Там были качальная доска, подвесные качели, а также брус и турник. Я предложил качели, но их отвергли: моя спутница боялась, что у нее закружится голова. Качальная доска показалась ей безопаснее. Усадив малышку на один конец доски, я энергично прижал к земле другой, чтобы сесть самому. Шестилетняя девчушка словно мячик взлетела в воздух и, потеряв равновесие, упала на песок, в котором было не столько песчинок, сколько грязи. Она закричала, на ее розовое платьице действительно было жалко смотреть. Я пытался ее утешить, но она разревелась еще пуще, вырвалась от меня и убежала обратно в кафе. Безошибочное чутье подсказало ей, что единственное ее спасение в том, чтобы выставить меня зачинщиком. В таких ситуациях существа женского пола уже в самом раннем возрасте принимают единственно правильные решения.
Поскольку терять мне было уже нечего, я совершил еще одну экскурсию в часть сада, расположенную вдоль берега Аллера. Оттуда открывался чудесный вид на плотину, через которую низвергалась река. Я знал — сюда мне тоже запрещено ходить, как из-за близости воды, так и под тем предлогом, что сырой воздух вреден для здоровья. (Качаться на качелях вредно, бегать — тоже, собственно, любая детская игра была вредной. Только ходить прямо, шагать размеренно — вот что подобало ребенку!)
Но не успел я налюбоваться водопадом, как подошла мама и положила мне руку на плечо:
— Ах, Ганс! — тихо сказала она. — Ну что ты опять натворил? Чудесное платьице Айме совсем испорчено!
Я заметил, что у мамы покраснели глаза.
— Мне очень жаль, мама, — сказал я. — Но я тут совсем не виноват. Доска подскочила, а она плохо держалась.
— Вот ты всегда такой опрометчивый, необузданный, — тихо сказала мама. Она потрепала меня по волосам. — Что ж, теперь ничего не поделаешь. Вернемся к столу, и ты извинишься перед фрау фон Хаберкрон.
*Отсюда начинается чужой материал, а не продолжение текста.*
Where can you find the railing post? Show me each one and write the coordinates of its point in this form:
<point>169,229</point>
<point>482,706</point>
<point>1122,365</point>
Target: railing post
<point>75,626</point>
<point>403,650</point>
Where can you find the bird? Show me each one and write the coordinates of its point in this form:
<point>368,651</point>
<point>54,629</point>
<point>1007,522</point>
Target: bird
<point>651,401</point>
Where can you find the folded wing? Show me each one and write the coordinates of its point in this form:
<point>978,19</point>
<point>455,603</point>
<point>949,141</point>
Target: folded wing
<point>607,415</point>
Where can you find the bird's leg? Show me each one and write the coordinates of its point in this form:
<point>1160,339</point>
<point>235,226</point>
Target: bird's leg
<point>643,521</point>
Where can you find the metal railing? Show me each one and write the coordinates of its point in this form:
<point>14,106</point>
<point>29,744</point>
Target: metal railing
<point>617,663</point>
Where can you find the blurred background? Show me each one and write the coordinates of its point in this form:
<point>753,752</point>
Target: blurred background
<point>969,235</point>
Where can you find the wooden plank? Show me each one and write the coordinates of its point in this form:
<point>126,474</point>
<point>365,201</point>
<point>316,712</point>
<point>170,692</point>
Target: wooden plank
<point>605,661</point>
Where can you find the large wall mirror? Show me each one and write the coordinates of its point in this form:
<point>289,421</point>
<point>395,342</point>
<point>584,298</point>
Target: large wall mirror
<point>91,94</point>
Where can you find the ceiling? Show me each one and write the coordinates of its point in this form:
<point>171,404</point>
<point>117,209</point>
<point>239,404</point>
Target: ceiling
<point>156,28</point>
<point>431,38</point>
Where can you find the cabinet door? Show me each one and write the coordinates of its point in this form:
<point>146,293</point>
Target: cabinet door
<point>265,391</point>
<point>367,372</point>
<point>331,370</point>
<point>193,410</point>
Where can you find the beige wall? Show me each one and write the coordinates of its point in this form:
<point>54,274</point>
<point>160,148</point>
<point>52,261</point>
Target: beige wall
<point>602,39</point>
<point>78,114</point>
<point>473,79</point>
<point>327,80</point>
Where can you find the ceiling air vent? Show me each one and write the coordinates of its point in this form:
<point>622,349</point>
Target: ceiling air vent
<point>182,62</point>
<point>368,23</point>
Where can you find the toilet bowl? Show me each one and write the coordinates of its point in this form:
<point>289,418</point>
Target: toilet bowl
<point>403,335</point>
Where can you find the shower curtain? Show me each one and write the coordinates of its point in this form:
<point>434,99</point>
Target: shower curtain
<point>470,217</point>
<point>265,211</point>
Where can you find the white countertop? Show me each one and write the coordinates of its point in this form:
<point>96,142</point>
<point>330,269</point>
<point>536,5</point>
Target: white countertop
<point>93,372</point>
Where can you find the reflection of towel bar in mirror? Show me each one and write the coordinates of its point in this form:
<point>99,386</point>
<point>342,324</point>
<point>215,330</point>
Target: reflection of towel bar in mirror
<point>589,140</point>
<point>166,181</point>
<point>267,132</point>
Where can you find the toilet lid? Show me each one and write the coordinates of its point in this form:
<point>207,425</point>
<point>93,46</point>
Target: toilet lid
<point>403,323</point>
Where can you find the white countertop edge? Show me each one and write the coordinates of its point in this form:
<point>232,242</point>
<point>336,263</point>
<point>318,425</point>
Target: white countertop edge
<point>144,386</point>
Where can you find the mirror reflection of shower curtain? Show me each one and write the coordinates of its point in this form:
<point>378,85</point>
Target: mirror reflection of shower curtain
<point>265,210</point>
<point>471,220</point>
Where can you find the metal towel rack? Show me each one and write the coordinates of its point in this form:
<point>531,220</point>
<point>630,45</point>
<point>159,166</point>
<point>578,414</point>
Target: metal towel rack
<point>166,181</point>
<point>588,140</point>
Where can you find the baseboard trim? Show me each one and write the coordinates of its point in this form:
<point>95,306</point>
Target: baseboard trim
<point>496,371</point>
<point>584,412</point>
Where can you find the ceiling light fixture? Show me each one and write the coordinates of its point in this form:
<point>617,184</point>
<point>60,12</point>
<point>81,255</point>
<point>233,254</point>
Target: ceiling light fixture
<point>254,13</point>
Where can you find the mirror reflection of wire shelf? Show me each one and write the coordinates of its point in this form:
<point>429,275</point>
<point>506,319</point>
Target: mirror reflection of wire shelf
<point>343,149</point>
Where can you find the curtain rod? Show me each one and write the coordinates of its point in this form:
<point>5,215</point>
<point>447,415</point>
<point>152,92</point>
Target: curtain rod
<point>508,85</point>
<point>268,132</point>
— Мама, — сказал я возмущенно, — ведь они тебя тоже замучили, я же вижу! За что они тебя-то пилят, если я виноват?! Да и вообще они все старые карги. Что они понимают в мальчишках, ведь иногда совсем не хочешь этого делать, а выходит наоборот. Знаешь, мам, давай убежим домой. Бабушка за наш кофе заплатит.
Но мама покачала головой.
— Нет, нет, мальчик, так нельзя. Бабушка очень огорчится. И никогда больше не смей называть дам таким ужасным словом. Они все очень любезны и хорошо к тебе относятся!
— И вовсе они ко мне хорошо не относятся, мам! — воскликнул я. — Ты сама это прекрасно знаешь. Им просто хочется показать, какие они хорошие и как все хорошо было раньше, а мы вообще никуда не годимся. Я их всех терпеть не могу. Кроме бабушки, конечно!
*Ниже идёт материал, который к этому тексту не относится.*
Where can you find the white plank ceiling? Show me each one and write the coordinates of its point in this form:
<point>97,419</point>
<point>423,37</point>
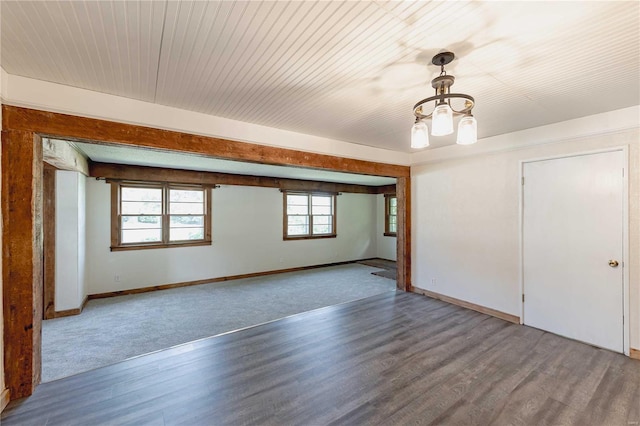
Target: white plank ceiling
<point>344,70</point>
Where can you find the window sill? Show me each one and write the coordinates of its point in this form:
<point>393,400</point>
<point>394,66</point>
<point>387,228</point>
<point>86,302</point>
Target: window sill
<point>306,237</point>
<point>153,246</point>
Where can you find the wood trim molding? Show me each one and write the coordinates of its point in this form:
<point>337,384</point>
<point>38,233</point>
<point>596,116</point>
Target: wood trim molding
<point>468,305</point>
<point>403,234</point>
<point>22,204</point>
<point>112,171</point>
<point>71,312</point>
<point>5,397</point>
<point>49,240</point>
<point>73,127</point>
<point>217,279</point>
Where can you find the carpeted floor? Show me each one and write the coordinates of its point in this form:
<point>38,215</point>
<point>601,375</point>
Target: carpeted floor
<point>117,328</point>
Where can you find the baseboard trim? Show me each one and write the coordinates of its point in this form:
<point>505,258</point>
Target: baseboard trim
<point>70,312</point>
<point>478,308</point>
<point>5,396</point>
<point>217,280</point>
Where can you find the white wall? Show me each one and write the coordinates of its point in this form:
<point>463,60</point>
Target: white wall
<point>466,214</point>
<point>386,246</point>
<point>70,240</point>
<point>43,95</point>
<point>247,238</point>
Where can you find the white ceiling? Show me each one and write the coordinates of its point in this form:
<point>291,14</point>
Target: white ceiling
<point>344,70</point>
<point>135,156</point>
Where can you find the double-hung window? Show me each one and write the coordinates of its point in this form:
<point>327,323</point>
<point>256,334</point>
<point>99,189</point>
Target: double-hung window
<point>156,215</point>
<point>390,215</point>
<point>309,215</point>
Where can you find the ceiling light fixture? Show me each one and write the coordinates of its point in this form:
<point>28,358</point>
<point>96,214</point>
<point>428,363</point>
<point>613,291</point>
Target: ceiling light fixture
<point>442,114</point>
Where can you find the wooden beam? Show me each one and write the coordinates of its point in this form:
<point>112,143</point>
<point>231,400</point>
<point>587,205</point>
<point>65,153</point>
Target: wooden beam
<point>61,155</point>
<point>403,236</point>
<point>22,259</point>
<point>22,206</point>
<point>65,126</point>
<point>159,174</point>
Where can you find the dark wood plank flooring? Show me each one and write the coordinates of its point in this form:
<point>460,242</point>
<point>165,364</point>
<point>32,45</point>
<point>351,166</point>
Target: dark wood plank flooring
<point>396,358</point>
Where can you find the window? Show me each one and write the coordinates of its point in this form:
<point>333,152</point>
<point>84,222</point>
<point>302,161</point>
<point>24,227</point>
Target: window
<point>155,215</point>
<point>390,215</point>
<point>309,215</point>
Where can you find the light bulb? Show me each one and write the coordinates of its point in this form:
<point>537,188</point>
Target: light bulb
<point>467,130</point>
<point>442,120</point>
<point>419,135</point>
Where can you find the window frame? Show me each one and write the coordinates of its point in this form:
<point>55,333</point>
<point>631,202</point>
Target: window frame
<point>310,235</point>
<point>166,187</point>
<point>387,215</point>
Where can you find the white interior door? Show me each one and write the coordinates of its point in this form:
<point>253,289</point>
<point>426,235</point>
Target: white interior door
<point>572,229</point>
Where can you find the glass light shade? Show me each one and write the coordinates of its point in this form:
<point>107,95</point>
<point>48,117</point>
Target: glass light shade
<point>442,120</point>
<point>467,130</point>
<point>419,135</point>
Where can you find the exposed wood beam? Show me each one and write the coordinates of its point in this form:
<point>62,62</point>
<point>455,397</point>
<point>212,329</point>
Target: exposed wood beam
<point>90,129</point>
<point>160,174</point>
<point>22,259</point>
<point>403,236</point>
<point>63,156</point>
<point>22,210</point>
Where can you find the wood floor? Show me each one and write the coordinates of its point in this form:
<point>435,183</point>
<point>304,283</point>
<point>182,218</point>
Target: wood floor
<point>396,358</point>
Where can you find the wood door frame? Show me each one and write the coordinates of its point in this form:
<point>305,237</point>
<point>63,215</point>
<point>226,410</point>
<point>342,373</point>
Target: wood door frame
<point>626,332</point>
<point>49,240</point>
<point>22,171</point>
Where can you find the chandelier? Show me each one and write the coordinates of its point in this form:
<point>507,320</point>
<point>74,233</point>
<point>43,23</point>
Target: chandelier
<point>442,113</point>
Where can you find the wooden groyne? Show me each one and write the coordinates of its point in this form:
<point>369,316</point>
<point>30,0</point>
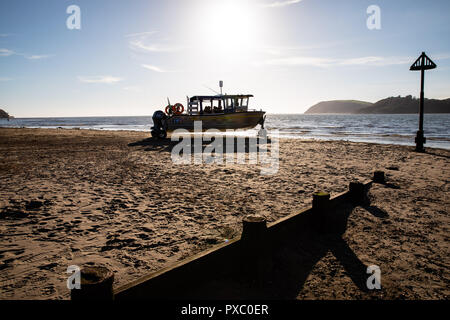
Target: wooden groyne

— О боже, Ганс! — воскликнула мама, перепугавшись. — Как тебе только взбрело в голову такое?! Не смей и думать об этом!.. Нет, это у тебя не от меня, — добавила она задумчиво, — и не от папы. Хотела бы я знать, в кого ты такой упрямец! Ну, пошли!.. И не забудь извиниться! Пожалуйста, сделай мне одолжение!
На обратном пути во мне боролись мальчишеская гордость и любовь к маме. В конце концов победила любовь, хотя мне было нелегко смирить свою гордыню перед всей кофейной компанией. Наше появление, равно как и мои неуклюжие извинения перед фрау фон Хаберкрон, были встречены ледяным молчанием. Бабушка озабоченно посопела и сказала, рассчитывая, что ее поддержат:
— Он все же милый мэальчик!
Но никто ее не поддержал.
— Теперь извинись перед Айме, Ганс! — сказала мама.
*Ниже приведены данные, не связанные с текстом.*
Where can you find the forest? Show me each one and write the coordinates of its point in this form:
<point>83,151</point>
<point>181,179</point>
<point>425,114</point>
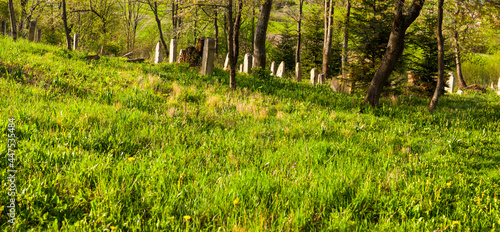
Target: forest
<point>249,115</point>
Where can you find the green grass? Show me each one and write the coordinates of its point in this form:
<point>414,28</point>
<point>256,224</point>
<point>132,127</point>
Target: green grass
<point>136,147</point>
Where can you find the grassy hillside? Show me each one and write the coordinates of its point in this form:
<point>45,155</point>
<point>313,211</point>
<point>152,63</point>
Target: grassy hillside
<point>108,145</point>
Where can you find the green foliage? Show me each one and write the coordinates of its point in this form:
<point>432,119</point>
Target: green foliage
<point>106,145</point>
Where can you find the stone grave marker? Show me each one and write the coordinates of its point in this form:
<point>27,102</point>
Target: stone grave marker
<point>314,76</point>
<point>31,36</point>
<point>247,63</point>
<point>273,68</point>
<point>158,53</point>
<point>281,70</point>
<point>173,51</point>
<point>298,72</point>
<point>450,83</point>
<point>207,64</point>
<point>76,39</point>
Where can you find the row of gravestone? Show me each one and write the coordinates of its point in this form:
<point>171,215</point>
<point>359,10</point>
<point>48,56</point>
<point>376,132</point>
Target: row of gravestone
<point>248,63</point>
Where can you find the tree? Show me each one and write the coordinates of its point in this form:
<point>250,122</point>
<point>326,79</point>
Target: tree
<point>440,40</point>
<point>394,48</point>
<point>66,29</point>
<point>327,41</point>
<point>259,45</point>
<point>12,19</point>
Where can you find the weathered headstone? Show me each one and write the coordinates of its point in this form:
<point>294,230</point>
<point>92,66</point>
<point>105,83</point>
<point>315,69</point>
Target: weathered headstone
<point>3,28</point>
<point>247,63</point>
<point>281,69</point>
<point>181,54</point>
<point>321,78</point>
<point>411,78</point>
<point>226,63</point>
<point>173,51</point>
<point>273,68</point>
<point>31,36</point>
<point>298,72</point>
<point>314,76</point>
<point>38,36</point>
<point>76,39</point>
<point>158,53</point>
<point>207,62</point>
<point>450,83</point>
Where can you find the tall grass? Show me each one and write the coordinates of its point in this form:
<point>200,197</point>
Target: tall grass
<point>108,145</point>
Я протянул перепачканной розовой обезьянке лапу и пробубнил, что полагалось. Во время церемонии кукла, торжествуя, показала мне язык. Другим это не было видно, так как я загораживал ее. Тут я окончательно убедился, что все женщины неполноценные существа, не достойные какого-либо внимания со стороны настоящих ребят. (Для мамы, я, разумеется, сделал исключение. Да ведь мама была не женщиной, она была мамой!)
По дороге домой бабушка воспрянула духом.
— Было ведь очень приятно сегодня, Луиза! — сказала она. — И все тэакие любезные, ты не нэаходишь?.. Твой мэальчик был тоже очень мил — ведь он вовсе не хотел этого делэть, не прэавдэ ли, внучек?!
Неожиданно я разозлился.
— Нет, хотел! — сказал я. — Эту козявку я бы зашвырнул в Аллер! Она мне показала язык!
Но тут бабушка так искренне возмутилась, что целый день со мной не разговаривала.
Когда бабушка последний раз приехала к нам, ей было лет восемьдесят пять. Мы уже жили в Лейпциге, отец стал рейхсгерихтсратом. Бабушка не была бы бабушкой, не прояви она живейшего желания поприсутствовать на заседании рейхсгерихта. Напрасно объяснял ей отец, что там крайне скучно: как правило, не выступают ни стороны, ни адвокаты, все уже заранее решено и записано, и судьи, так сказать, обсуждают готовое, они лишь проверяют, соответствует ли приговор предыдущей инстанции существующим законоположениям.
Но бабушке было виднее. Она не будет скучать, а кроме того, надо же ей хоть раз поглядеть на своего зятюшку в красной мантии рейхсгерихтсрата!
Итак, отец уступил и в один прекрасный день взял бабушку с собой в рейхсгерихт. В вестибюле он приказал служителю проводить старую даму в зал шестого отделения уголовной палаты на места для слушателей. Бабушка оказалась единственным слушателем. Она поудобнее уселась, расправила шаль, положила ридикюль и с любопытством стала разглядывать обстановку; зал заседаний был не очень большой, но темные деревянные панели, цветные оконные стекла, а главное, сама атмосфера зала с его строгостью и гулкой пустотой произвели на нее глубокое впечатление.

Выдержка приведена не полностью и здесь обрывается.